Por Israel Costa e João Ricardo

O Teatro Arthur Azevedo foi palco da abertura da 47ª edição do Festival Guarnicê de Cinema, um dos mais longevos e prestigiados festivais de cinema do Brasil. Com uma programação variada e a participação de mais de 200 filmes, o evento celebra a cultura maranhense e brasileira, destacando a importância do audiovisual para a sociedade. Ocorrendo desde 1977, o Festival é realizado em São Luís, capital do Maranhão, pela Pró-Reitoria de Extensão e Cultura (PROEC) da Universidade Federal do Maranhão (UFMA), com a contribuição de órgãos públicos e privados. Tradicionalmente realizado durante o período junino, o festival celebra as tradições folclóricas maranhenses, refletidas em seu nome.

O termo “Guarnicê”, de origem indígena, significa “preparar-se para as festividades tradicionais juninas da região”. Este ano, o festival ocorreu de 7 a 14 de junho e apresentou uma programação diversificada, incluindo oficinas, mostras infantojuvenis, seminários, entre outras atividades.

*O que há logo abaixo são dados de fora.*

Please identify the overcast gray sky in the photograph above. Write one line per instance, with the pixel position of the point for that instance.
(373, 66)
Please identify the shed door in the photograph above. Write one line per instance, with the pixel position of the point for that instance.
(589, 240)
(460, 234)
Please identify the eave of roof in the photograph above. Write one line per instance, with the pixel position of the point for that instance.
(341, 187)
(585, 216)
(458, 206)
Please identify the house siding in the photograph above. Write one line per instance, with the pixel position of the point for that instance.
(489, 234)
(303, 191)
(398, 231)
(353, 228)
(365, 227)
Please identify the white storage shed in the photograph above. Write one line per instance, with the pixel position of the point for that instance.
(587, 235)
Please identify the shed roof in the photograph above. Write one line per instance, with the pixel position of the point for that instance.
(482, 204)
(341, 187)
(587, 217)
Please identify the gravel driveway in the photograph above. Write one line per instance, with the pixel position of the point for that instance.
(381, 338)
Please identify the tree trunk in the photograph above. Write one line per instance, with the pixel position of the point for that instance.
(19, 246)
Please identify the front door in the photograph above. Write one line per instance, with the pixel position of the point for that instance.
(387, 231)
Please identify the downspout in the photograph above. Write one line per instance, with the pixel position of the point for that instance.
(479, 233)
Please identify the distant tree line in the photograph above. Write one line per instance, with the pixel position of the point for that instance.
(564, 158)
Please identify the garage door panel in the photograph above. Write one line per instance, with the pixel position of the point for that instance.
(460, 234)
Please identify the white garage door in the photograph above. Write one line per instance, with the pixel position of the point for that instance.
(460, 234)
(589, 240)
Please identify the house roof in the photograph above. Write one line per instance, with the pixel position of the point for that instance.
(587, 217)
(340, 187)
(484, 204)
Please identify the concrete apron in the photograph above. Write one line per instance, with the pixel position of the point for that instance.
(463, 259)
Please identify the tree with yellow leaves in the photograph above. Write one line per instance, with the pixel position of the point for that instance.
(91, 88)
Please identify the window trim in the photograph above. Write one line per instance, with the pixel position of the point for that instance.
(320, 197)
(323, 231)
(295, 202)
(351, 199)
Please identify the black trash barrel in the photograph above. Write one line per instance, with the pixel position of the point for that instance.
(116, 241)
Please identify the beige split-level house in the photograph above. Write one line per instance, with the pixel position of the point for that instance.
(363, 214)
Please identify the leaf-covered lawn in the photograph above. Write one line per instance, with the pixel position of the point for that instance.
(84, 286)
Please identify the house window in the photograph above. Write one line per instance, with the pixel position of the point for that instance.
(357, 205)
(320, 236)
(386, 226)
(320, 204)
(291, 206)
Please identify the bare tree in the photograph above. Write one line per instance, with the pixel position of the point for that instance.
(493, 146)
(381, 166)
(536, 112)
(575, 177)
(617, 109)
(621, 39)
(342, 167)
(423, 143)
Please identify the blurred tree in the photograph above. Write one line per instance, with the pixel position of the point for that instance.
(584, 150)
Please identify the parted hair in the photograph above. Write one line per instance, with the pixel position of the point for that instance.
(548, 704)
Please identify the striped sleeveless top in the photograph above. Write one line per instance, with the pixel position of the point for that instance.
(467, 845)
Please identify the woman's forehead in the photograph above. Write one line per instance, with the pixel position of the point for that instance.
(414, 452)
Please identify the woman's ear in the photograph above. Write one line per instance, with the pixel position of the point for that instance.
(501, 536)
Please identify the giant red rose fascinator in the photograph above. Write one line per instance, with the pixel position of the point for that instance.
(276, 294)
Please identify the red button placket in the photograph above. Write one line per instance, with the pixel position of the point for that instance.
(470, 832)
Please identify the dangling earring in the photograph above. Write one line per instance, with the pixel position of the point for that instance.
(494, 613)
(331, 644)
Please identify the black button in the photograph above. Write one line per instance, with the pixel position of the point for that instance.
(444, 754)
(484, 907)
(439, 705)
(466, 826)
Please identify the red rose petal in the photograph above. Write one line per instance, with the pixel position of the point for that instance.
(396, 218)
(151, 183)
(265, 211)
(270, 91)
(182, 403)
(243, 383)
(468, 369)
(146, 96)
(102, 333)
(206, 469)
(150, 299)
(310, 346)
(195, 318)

A grande novidade desta edição foi a exibição de mais de 200 filmes fora do circuito competitivo, ampliando o alcance e a diversidade das obras apresentadas.

A cerimônia de abertura foi marcada por homenagens e apresentações culturais, contou com a presença das renomadas atrizes Bete Mendes e Zahy Tentehar. Bete Mendes, conhecida por seus papéis em produções como “O Rei do Gado” e “Tieta”, expressou sua emoção ao ser homenageada: “Estou muito feliz, pois estive aqui há 26 anos fazendo parte do júri. Retornar ao festival Guarnicê e ser uma das atrizes homenageadas é um prêmio para o meu trabalho, para o nosso cinema e para nossa cultura”.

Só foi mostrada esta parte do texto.